We have now met four times. Each encounter has been sprinkled with tears and a growing pile of tissues balled up and caked with snot, but it faithfully ends with a tight embrace. Our relationship has blossomed into a “physician”-patient relationship that I could only dream of. I texted or emailed her every few days, perhaps beyond the limits of what was appropriate, but necessary for me to remind her that there was someone out there who cared whether she lived or died. And she showed up. She pushed through her depressive stupor every two to three weeks to take public transportation for over an hour just to allow me to see her. She even brought old photographs of her deceased mother and her friends back in the Netherlands that she had told me about. In a single visit, we would check-in on her mental health, arrange for her to go to a Peer Respite program, examine the seborrheic keratosis on her neck, then discuss how Mjellma was a bad friend for secretly hooking up with Cleo’s ex-boyfriend. I refilled her prescriptions, I gave her a space to unload her burdens, I searched for solutions to ease the illnesses that plagued her mind and I became part of her support system. When my supervising clinical student told me a few weeks later that I had saved Cleo’s life, I stared blankly back at her. I had never thought of it this way…. But slowly, I began to realize, wow, maybe I had.

But today. Today, I am afraid. My repeated text messages have yet to receive a response—uncharacteristic from our previous pattern. She has not confirmed her attendance for our 6:30 pm appointment this evening, and I am terrified for what that means. A tiny voice inside me says I won’t see her today, and that voice has become more ominous as the hours have gone by. I cannot even think to speak it, but there is a horrific question floating through my body begging for an answer: Is Cleo still alive?
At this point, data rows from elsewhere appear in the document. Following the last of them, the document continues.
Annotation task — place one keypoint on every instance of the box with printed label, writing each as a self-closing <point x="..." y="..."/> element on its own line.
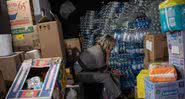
<point x="20" y="13"/>
<point x="51" y="39"/>
<point x="155" y="48"/>
<point x="38" y="79"/>
<point x="26" y="41"/>
<point x="176" y="44"/>
<point x="179" y="63"/>
<point x="166" y="90"/>
<point x="9" y="65"/>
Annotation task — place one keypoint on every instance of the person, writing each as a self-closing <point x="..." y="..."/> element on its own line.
<point x="93" y="66"/>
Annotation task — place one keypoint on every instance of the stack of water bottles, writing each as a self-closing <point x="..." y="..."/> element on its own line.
<point x="128" y="23"/>
<point x="127" y="57"/>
As I try (and fail) to push this question out of my consciousness, I am comforted by the knowledge of her address—a crucial piece of information I collected during one of our virtual telehealth appointments. Honestly, I have no idea what is allowed or what is not. I am not a doctor, I am not a crisis center, I am just a student volunteer at a makeshift clinic on the uppermost floor of a rundown church. But I’ve played out the scenario in my mind a thousand times: she doesn’t show up, text again, she still doesn’t respond, Google the address, call the landlord and find out if she’s safe. Because that’s all I care about right now: Cleo being safe.

I’m still figuring out what it means to be a caretaker, to be a healthcare provider, to be a physician. I’m still figuring out how to balance how much or how little of myself to give. But right now, this feels pretty right: caring deeply that she is safe.


Simran Chand is a second-year medical student at Columbia University Vagelos College of Physicians & Surgeons. She earned her Bachelor of Arts in Biology and Gender, Sexuality, & Women's Studies from the University of Pennsylvania in 2021. Chand enjoys writing as a form of reflection in order to more deeply empathize with her patients, to appreciate the privilege of learning another's story, and to inform the values she hopes to reflect in her future as a clinician.